Janowiec nad Wisłą. Zamiast pola ze zbożem, równo przystrzyżona trawa. A zamiast rolników na ciągnikach, panowie z kijami golfowymi.
Tereny w pobliżu obwodnicy Janowca od dawna były brane pod uwagę jako potencjalne miejsce do gry w golfa. Teraz pojawił się inwestor, który chce stworzyć tutaj prawdziwy raj dla miłośników tego sportu.
Prowadząca do Janowca obwodnica zaczyna się tuż za Oblasami. To właśnie tutaj, zaraz za lasem po prawej stronie jezdni, rozciągają się pola uprawne. Właściciele działek pewnie nawet jeszcze o tym nie wiedzą, ale ich pola bardzo spodobały się firmie, która ma wobec nich pewne plany.
- To znakomite miejsce. Teren jest odpowiedni do tego typu działalności, obok biegnie droga. Ale, co najważniejsze, stąd jest blisko do bardzo popularnego Kazimierza Dolnego, gdzie przyjeżdża wielu potencjalnych klientów - wskazuje nasz informator związany z samorządem gminnym.

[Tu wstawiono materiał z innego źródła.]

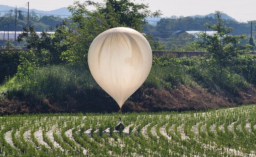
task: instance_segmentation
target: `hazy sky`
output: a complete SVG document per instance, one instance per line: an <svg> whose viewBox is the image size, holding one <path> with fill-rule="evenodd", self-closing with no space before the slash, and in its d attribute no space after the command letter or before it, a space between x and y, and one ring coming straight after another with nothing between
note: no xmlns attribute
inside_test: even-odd
<svg viewBox="0 0 256 157"><path fill-rule="evenodd" d="M133 0L131 0L132 1ZM30 2L30 9L50 11L72 5L69 0L0 0L0 5L26 7ZM85 0L80 0L84 2ZM103 0L94 1L103 2ZM205 15L216 10L223 11L240 22L256 20L255 0L135 0L139 3L148 3L150 9L160 9L163 16L172 15L184 16Z"/></svg>

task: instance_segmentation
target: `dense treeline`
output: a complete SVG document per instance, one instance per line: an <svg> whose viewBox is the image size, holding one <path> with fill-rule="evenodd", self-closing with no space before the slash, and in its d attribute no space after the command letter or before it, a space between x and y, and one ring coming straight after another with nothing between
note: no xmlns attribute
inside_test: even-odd
<svg viewBox="0 0 256 157"><path fill-rule="evenodd" d="M253 31L256 29L256 21L253 21ZM231 32L232 35L238 35L242 34L250 34L251 33L251 23L240 23L233 20L224 19L224 23L228 27L232 27L233 31ZM173 30L202 31L211 31L204 25L206 23L214 24L216 20L212 17L206 16L203 18L194 18L185 17L176 18L161 18L158 22L155 27L149 28L144 27L145 31L156 31L165 32Z"/></svg>
<svg viewBox="0 0 256 157"><path fill-rule="evenodd" d="M0 62L2 71L9 68L14 72L1 73L2 79L6 77L0 86L1 113L117 111L114 100L89 72L90 45L99 34L114 27L141 32L145 17L160 14L129 0L105 2L75 2L69 7L72 23L64 21L56 26L54 34L43 32L39 36L32 26L23 29L18 41L26 42L29 49L12 55L7 50L1 55L3 60L18 61L16 72L15 65ZM96 11L88 10L88 5ZM256 58L250 53L252 46L240 42L246 38L244 34L227 35L233 28L225 25L222 14L217 11L215 23L204 25L216 33L203 33L186 46L207 51L206 55L154 56L148 78L123 111L200 110L256 102ZM152 49L163 48L150 35L145 36Z"/></svg>

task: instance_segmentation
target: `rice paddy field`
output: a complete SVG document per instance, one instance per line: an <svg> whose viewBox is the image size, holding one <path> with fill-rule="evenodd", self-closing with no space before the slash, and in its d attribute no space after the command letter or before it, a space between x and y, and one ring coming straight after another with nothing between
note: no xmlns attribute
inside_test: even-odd
<svg viewBox="0 0 256 157"><path fill-rule="evenodd" d="M0 156L256 157L256 105L204 112L0 118Z"/></svg>

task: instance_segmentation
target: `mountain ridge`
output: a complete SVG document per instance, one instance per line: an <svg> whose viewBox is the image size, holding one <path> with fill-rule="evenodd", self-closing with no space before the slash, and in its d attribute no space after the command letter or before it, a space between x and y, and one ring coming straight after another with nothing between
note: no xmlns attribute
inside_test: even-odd
<svg viewBox="0 0 256 157"><path fill-rule="evenodd" d="M0 11L1 13L7 12L10 10L15 10L15 7L10 7L8 5L0 5ZM27 11L27 8L24 7L17 8L17 10L22 10L23 11ZM50 11L45 11L43 10L39 10L35 9L29 9L29 11L33 11L36 14L41 15L55 15L59 16L62 17L66 17L71 15L71 13L69 11L69 9L66 7L63 7L57 9L53 10ZM2 16L5 13L2 14L0 16Z"/></svg>
<svg viewBox="0 0 256 157"><path fill-rule="evenodd" d="M10 7L8 5L0 5L0 11L1 12L5 12L5 11L8 11L12 9L14 10L15 9L15 7ZM17 8L18 10L21 10L24 11L27 11L27 9L24 7L19 7ZM41 15L55 15L55 16L60 16L62 17L67 17L68 16L71 15L71 13L70 13L67 8L66 7L62 7L57 9L49 11L45 11L43 10L39 10L37 9L30 9L30 11L34 11L35 13L37 14L41 14ZM4 14L2 14L0 16L2 16ZM214 17L214 13L210 13L207 15L195 15L194 16L188 16L189 17L191 17L193 18L202 18L204 17L208 16L208 17ZM156 23L159 21L159 20L162 18L178 18L180 17L185 17L184 16L177 16L175 15L173 15L169 17L165 16L165 17L159 17L156 18L151 18L148 17L147 18L147 20L148 21L149 23L153 25L156 25ZM232 20L237 21L235 18L233 18L231 16L229 16L227 14L225 13L222 14L222 17L223 18L227 19L227 20Z"/></svg>

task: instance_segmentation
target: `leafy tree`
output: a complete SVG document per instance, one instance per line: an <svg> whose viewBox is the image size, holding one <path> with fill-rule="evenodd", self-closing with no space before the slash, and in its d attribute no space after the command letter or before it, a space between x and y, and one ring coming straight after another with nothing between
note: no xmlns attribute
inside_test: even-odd
<svg viewBox="0 0 256 157"><path fill-rule="evenodd" d="M46 59L49 61L48 63L60 64L62 62L60 58L61 54L67 49L66 45L63 43L66 40L67 34L70 32L70 30L66 27L66 23L64 22L63 25L57 25L56 31L54 34L50 34L46 31L43 32L40 36L35 31L33 26L30 25L29 28L23 28L23 32L18 36L18 41L20 42L25 41L27 48L37 49L39 53L45 54L46 52L48 52L51 58ZM47 57L48 56L47 55ZM43 59L42 59L43 60Z"/></svg>
<svg viewBox="0 0 256 157"><path fill-rule="evenodd" d="M255 44L253 41L253 39L251 37L251 36L250 38L249 39L249 44L251 46L250 50L252 51L254 51L254 46L255 46Z"/></svg>
<svg viewBox="0 0 256 157"><path fill-rule="evenodd" d="M89 10L88 6L94 7L95 10ZM68 48L62 53L62 58L70 62L86 62L87 52L93 39L110 28L127 27L141 32L146 17L161 14L159 11L152 13L148 8L147 5L137 4L130 0L105 0L103 3L75 2L68 7L72 13L74 33L67 38Z"/></svg>
<svg viewBox="0 0 256 157"><path fill-rule="evenodd" d="M240 40L245 39L245 34L239 35L229 35L232 32L232 27L227 27L224 23L222 17L222 12L216 11L215 18L216 23L214 25L205 24L208 29L216 31L213 36L204 33L202 36L205 39L201 45L211 54L211 59L213 66L217 68L217 74L221 82L224 70L235 66L235 61L240 55L249 53L250 46L242 45Z"/></svg>

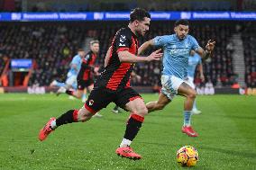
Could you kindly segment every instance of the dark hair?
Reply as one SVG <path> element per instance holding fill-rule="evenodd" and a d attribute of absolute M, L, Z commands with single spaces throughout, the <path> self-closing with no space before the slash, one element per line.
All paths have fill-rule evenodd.
<path fill-rule="evenodd" d="M 91 40 L 90 41 L 90 45 L 98 44 L 98 43 L 99 43 L 98 40 Z"/>
<path fill-rule="evenodd" d="M 150 13 L 142 8 L 135 8 L 130 13 L 130 22 L 135 20 L 142 22 L 144 20 L 144 17 L 151 18 Z"/>
<path fill-rule="evenodd" d="M 82 48 L 78 49 L 78 52 L 80 52 L 80 51 L 85 51 L 85 49 L 83 49 Z"/>
<path fill-rule="evenodd" d="M 181 20 L 177 20 L 174 23 L 174 26 L 178 26 L 178 25 L 187 25 L 189 26 L 189 22 L 187 20 L 185 19 L 181 19 Z"/>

Inwestorzy odwiedzili już nawet Urząd Gminy i pytali o możliwość utworzenia w tym miejscu pola do gry w golfa. Mieli stwierdzić, że Janowiec wybrali jako najlepszą lokalizację dla ich inwestycji z kilku innych miejsc w Polsce. Ale władze gminy nie chcą komentować tych informacji. - Na razie za wcześnie, żeby na ten temat rozmawiać. Jednak nie zaprzeczam, że miałem odwiedziny w sprawie takiej inwestycji - mówi Tadeusz Kocoń, wójt Janowca nad Wisłą.
Pole golfowe to w Janowcu nienowy temat. - Już jakiś czas temu planowaliśmy, że w tym miejscu mogłaby powstać podobna inwestycja. Był już chyba nawet jakiś inwestor, ale nie udało mu się dogadać z właścicielami działek, które chciał odkupić - mówi Krzysztof Polasik, przewodniczący Rady Gminy Janowiec.

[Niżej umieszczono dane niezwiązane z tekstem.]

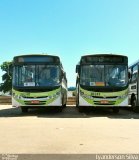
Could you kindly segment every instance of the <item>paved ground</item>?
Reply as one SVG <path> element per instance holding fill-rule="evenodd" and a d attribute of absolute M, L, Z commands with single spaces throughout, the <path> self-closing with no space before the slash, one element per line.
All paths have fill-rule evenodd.
<path fill-rule="evenodd" d="M 0 106 L 0 153 L 139 153 L 139 113 L 121 109 L 62 113 Z"/>

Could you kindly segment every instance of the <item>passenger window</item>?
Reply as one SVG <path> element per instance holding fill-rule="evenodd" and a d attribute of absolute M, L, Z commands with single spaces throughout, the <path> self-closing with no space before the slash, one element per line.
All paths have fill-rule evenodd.
<path fill-rule="evenodd" d="M 137 80 L 137 75 L 138 75 L 138 66 L 134 66 L 133 67 L 133 72 L 132 72 L 132 79 L 131 79 L 131 82 L 132 83 L 135 83 L 136 80 Z"/>

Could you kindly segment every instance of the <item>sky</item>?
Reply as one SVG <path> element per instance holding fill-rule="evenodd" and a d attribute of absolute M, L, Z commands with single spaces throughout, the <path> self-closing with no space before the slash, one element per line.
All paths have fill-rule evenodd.
<path fill-rule="evenodd" d="M 69 87 L 82 55 L 123 54 L 133 63 L 139 0 L 0 0 L 0 64 L 34 53 L 60 56 Z"/>

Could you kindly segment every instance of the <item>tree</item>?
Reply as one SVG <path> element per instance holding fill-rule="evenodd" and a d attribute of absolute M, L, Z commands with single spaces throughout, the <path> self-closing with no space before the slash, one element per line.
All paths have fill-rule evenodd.
<path fill-rule="evenodd" d="M 10 72 L 12 66 L 12 62 L 3 62 L 2 65 L 0 65 L 1 70 L 5 73 L 2 75 L 2 81 L 0 85 L 0 90 L 4 93 L 12 91 L 12 73 Z"/>

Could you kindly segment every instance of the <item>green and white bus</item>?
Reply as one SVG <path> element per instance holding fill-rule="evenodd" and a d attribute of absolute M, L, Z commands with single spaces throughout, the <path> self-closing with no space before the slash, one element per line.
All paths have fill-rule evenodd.
<path fill-rule="evenodd" d="M 115 113 L 128 105 L 128 58 L 115 54 L 81 57 L 76 66 L 76 106 L 109 107 Z"/>
<path fill-rule="evenodd" d="M 12 106 L 27 112 L 33 107 L 62 111 L 67 101 L 66 73 L 58 56 L 20 55 L 13 58 Z"/>

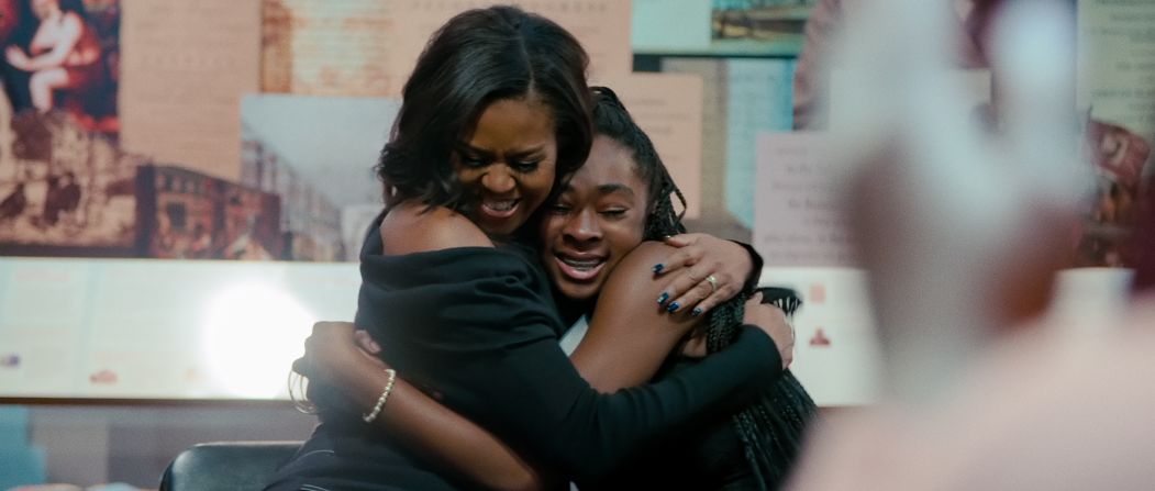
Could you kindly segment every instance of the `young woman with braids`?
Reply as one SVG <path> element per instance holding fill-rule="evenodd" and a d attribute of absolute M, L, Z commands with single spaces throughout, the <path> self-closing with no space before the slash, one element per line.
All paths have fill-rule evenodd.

To właśnie może być największy kłopot dla przedsiębiorcy z pomysłem na urządzenie w Oblasach pola golfowego. Bo właścicielem działek nie jest gmina, a właśnie osoby prywatne, które wcale nie muszą się zgodzić na ich sprzedaż.

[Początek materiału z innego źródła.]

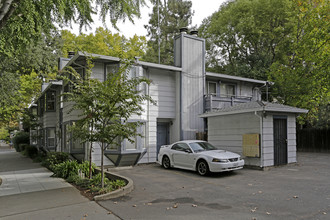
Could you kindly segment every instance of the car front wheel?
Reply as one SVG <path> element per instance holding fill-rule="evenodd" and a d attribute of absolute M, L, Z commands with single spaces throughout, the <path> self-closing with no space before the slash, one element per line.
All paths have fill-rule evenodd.
<path fill-rule="evenodd" d="M 170 158 L 168 158 L 168 156 L 163 156 L 162 165 L 165 169 L 168 169 L 171 167 L 171 161 L 170 161 Z"/>
<path fill-rule="evenodd" d="M 205 160 L 201 160 L 197 163 L 197 172 L 201 176 L 205 176 L 209 173 L 209 166 Z"/>

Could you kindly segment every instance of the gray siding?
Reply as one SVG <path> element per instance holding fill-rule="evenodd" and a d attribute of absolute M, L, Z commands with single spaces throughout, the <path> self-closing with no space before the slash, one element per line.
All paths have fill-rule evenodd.
<path fill-rule="evenodd" d="M 150 80 L 150 96 L 157 102 L 150 106 L 150 114 L 157 118 L 175 118 L 175 73 L 154 71 L 150 73 Z"/>
<path fill-rule="evenodd" d="M 57 118 L 56 118 L 56 112 L 44 112 L 43 115 L 43 127 L 49 128 L 49 127 L 56 127 Z"/>
<path fill-rule="evenodd" d="M 104 64 L 103 63 L 94 63 L 92 68 L 91 78 L 98 79 L 101 82 L 104 81 Z"/>
<path fill-rule="evenodd" d="M 288 116 L 288 163 L 297 162 L 296 117 Z"/>
<path fill-rule="evenodd" d="M 274 165 L 274 131 L 273 131 L 273 116 L 267 114 L 262 119 L 262 166 Z"/>
<path fill-rule="evenodd" d="M 147 102 L 144 105 L 145 111 L 141 119 L 147 121 L 146 127 L 146 148 L 147 153 L 139 163 L 150 163 L 156 161 L 157 154 L 157 120 L 161 119 L 166 122 L 176 124 L 176 108 L 177 108 L 177 89 L 176 75 L 172 71 L 165 71 L 150 68 L 146 71 L 147 78 L 151 80 L 148 87 L 149 95 L 157 102 L 153 105 Z M 175 140 L 175 135 L 179 133 L 178 126 L 170 126 L 170 142 Z"/>
<path fill-rule="evenodd" d="M 63 103 L 63 122 L 76 121 L 79 119 L 79 116 L 81 115 L 81 111 L 79 110 L 71 111 L 72 107 L 73 107 L 72 102 Z"/>
<path fill-rule="evenodd" d="M 196 132 L 204 131 L 204 121 L 198 115 L 204 112 L 205 41 L 190 35 L 181 37 L 181 138 L 185 140 L 195 139 Z"/>
<path fill-rule="evenodd" d="M 208 118 L 208 141 L 214 146 L 242 155 L 242 135 L 260 133 L 260 120 L 254 113 Z M 244 158 L 246 165 L 260 166 L 259 158 Z"/>

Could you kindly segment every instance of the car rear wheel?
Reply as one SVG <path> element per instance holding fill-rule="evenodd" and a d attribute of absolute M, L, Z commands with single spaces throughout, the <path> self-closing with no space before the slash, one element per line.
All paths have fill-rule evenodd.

- Ja akurat nie mam pola w tym miejscu, więc nie wiem czy łatwo będzie je wykupić. Ale sama też mam gospodarkę i dla mnie sprzedaż ziemi byłaby problemem. Z kawałka ziemi żyje cała rodzina. Chyba, żeby ktoś zaoferował jakąś bardzo atrakcyjną kwotę, wtedy można się zastanawiać - mówi Elżbieta Dąbrowska z Oblas.